As for my internship, specifically I was a member of IT Risk & Security, Cybersecurity sub-team for the duration of my summer. This team is a relatively new addition to the Risk Assurance practice and has a national team around 200 members who are focused on data breaches, data privacy, and regulatory compliance (PCI, ISF, FedRAMP).The purpose of the team is to protect people, information, systems, processes, culture and physical surroundings while evaluating the technical risk for the customer’s information including security and privacy. Main duties of this team is to advise customers on their risk, regulatory concerns, and guidelines while aligning data protection strategies with broader business plans.

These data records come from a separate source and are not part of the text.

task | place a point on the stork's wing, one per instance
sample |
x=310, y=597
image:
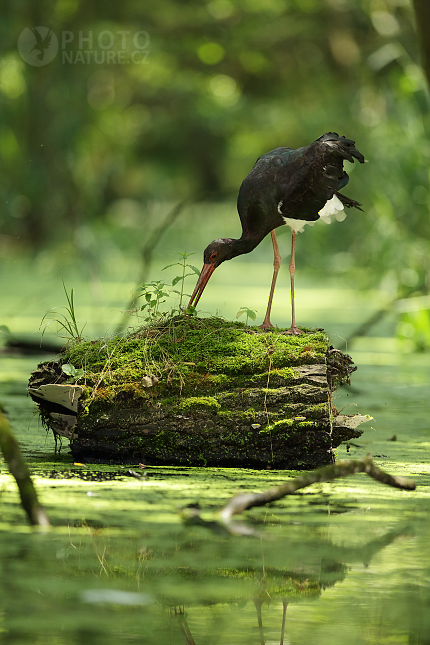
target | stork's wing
x=313, y=174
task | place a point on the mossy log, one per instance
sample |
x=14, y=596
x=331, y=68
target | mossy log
x=193, y=391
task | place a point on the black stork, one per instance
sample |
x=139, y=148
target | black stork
x=285, y=187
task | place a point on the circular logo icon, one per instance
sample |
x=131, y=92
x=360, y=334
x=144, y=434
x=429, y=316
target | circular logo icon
x=37, y=46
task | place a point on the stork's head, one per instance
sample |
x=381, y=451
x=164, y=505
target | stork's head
x=217, y=252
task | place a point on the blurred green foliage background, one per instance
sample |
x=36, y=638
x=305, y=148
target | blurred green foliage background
x=148, y=104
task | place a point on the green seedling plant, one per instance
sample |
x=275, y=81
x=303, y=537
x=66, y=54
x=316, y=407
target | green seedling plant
x=250, y=313
x=153, y=293
x=66, y=323
x=180, y=279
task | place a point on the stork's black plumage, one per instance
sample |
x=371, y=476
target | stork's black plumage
x=284, y=186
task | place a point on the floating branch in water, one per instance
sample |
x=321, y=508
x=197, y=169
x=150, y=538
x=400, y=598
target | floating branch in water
x=244, y=501
x=8, y=444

As part of the internship I was involved with two client projects and one internal PwC internal project. The first project I was engaged on was an IT risk & security assessment for a nonprofit organization. We worked with the Information Security Forum (ISF) framework to evaluate client operations over 18 different domains of security. To answer the questionnaire I attended and participated in meetings with subject matter experts for the domains we were evaluating and compared the results against their industry peers.
My second client was a cloud server company looking to become accredited with the Federal Risk and Authorization Management Program (FedRAMP). My team evaluated current state information security controls based on FedRAMP and NIST 800-53 guidance and helped the client better understand the regulatory environment and frameworks around FedRAMP. Lastly we evaluated current and developed new risk reduction strategies for cloud computing operations. As a side initiative during my time I helped begin and develop content for Attack & Penetration wiki page for internal use.
I believe my time with PwC this summer will be crucial to my development as a future professional. I learned a lot about the Cyber Security and IT Risk fields and really had a chance to confirm my interest in the fields. I had a chance to network with so many IT professionals and develop good professional connections with the nationwide PwC Cybersecurity team. The best part of this summer experience was working with teams in Los Angeles, New York, North Carolina, and many other cities around the country. I met so many people that I have gained helpful knowledge and experience from, that helped me with the little things along the way, and that’s something that I will not forget.